Potensi Penyimpangan dalam Proses Perampasan Aset Koruptor, Legislator Ingatkan Risiko Manipulasi Nilai

M Rodhi Aulia • 28 May 2025 11:36

Jakarta: Proses perampasan aset tindak pidana korupsi terus menjadi sorotan publik. Wacana percepatan pembahasan Rancangan Undang-Undang (RUU) Perampasan Aset, diharapkan menjadi solusi untuk meningkatkan efektivitas pemberantasan korupsi. Namun, muncul pula kekhawatiran soal potensi penyimpangan dalam pelaksanaan kebijakan ini.

Anggota Komisi III DPR RI, Bambang Soesatyo, mengingatkan bahwa dalam proses teknis perampasan aset, celah penyalahgunaan kekuasaan oleh oknum penegak hukum sangat terbuka, terutama terkait penilaian aset yang akan ditarik negara.
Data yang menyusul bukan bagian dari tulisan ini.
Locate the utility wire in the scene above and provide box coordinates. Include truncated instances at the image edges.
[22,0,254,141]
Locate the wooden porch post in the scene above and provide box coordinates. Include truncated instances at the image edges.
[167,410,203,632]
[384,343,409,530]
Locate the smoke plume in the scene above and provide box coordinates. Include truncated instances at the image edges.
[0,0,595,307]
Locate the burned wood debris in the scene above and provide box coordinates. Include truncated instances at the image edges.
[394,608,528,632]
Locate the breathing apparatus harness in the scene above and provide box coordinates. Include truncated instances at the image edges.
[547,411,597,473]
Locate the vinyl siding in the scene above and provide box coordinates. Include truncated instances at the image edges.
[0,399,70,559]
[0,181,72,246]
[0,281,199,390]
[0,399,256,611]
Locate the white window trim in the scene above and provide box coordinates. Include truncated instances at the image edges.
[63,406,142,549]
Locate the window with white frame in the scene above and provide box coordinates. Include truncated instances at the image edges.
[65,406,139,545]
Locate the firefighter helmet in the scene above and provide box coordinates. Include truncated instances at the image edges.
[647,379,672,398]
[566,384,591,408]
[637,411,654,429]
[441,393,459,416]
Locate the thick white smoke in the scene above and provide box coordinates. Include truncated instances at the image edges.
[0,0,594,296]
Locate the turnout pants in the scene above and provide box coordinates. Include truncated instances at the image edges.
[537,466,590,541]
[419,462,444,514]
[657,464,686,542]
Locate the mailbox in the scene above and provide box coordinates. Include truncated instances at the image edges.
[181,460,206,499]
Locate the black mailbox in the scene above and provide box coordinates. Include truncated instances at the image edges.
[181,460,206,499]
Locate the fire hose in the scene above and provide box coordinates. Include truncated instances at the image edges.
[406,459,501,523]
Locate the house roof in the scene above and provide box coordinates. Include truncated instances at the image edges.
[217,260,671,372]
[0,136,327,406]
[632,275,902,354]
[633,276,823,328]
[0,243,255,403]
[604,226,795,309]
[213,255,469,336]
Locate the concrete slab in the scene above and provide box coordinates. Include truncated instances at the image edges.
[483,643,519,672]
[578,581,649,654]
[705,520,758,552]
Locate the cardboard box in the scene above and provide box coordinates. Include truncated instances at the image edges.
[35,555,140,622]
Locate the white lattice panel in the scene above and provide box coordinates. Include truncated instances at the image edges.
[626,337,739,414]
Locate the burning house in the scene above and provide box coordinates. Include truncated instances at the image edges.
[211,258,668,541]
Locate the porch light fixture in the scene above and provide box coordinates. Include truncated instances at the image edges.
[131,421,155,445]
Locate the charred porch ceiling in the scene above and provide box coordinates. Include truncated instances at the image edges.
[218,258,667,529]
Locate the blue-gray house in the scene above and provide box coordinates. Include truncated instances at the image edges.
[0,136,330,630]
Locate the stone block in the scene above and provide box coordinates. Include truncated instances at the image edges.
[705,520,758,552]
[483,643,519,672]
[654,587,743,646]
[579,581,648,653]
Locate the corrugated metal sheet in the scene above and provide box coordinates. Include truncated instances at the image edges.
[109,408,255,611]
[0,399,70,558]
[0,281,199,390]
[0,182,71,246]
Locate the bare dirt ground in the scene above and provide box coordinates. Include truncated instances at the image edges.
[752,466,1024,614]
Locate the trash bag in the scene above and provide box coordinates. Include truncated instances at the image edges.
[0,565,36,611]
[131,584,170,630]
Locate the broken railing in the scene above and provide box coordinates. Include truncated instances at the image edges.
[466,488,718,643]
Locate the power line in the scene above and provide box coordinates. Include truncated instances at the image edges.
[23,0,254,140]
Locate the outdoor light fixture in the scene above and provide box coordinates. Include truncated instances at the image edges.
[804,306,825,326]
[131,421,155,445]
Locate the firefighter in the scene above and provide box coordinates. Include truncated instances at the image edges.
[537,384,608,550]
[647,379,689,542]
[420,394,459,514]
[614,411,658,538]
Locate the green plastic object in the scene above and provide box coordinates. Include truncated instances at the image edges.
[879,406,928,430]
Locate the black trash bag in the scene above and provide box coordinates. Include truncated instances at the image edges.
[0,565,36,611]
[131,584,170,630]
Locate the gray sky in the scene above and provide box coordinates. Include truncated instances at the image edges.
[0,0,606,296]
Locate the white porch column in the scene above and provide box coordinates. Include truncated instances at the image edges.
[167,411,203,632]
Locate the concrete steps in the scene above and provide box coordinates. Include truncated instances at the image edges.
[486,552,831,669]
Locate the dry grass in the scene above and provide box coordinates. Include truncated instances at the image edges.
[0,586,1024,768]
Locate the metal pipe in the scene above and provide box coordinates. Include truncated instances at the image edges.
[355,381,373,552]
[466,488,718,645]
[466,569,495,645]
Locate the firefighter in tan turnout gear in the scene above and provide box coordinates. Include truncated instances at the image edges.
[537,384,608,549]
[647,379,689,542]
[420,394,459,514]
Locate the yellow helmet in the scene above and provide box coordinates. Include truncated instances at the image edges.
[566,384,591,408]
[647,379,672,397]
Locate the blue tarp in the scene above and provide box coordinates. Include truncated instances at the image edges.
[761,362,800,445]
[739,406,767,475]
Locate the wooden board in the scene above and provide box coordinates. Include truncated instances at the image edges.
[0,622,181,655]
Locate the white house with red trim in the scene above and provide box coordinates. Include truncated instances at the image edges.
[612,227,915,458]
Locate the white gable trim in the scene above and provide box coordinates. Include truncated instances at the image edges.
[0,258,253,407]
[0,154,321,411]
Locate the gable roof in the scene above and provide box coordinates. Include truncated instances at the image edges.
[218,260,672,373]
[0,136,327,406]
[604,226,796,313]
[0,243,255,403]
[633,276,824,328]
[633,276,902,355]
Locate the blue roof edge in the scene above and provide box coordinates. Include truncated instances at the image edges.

"Dalam proses menghitung besaran aset yang akan ditarik negara, setidaknya terbuka peluang untuk kompromi tentang perhitungan besar-kecilnya aset yang akan dirampas negara," ujar Bambang yang dikutip dari laman resmi MPR RI, Rabu, 28 Mei 2025.

"Kalau oknum petugas bersedia memperkecil nilai aset yang akan ditarik negara, kesediaan itu tentu saja tidak gratis. Kesediaan oknum petugas itu harus dikompensasi," sambung Bambang.

Baca juga: RUU Perampasan Aset Rentan Jadi Alat Pemerasan Jika KUHP Baru Belum Berlaku

Ia menekankan bahwa perampasan aset tidak boleh sekadar menjadi instrumen politik atau ladang transaksi terselubung. Dalam situasi tertentu, perhitungan nilai aset dapat dengan mudah dimanipulasi oleh pihak-pihak yang memiliki kewenangan.

“Jadi, pada isu tentang perampasan aset negara yang dikuasai koruptor, persoalannya bukan mau atau tidak mau, melainkan adanya kepastian bahwa hak merampas aset tindak pidana itu pada saatnya nanti tidak disalahgunakan. Misalnya, tidak disalahgunakan untuk memanipulasi perhitungan nilai aset. Kalau aset yang harus dirampas bernilai 100 tetapi hanya dihitung 10, bukankah negara dan rakyat tetap dirugikan?” tambahnya.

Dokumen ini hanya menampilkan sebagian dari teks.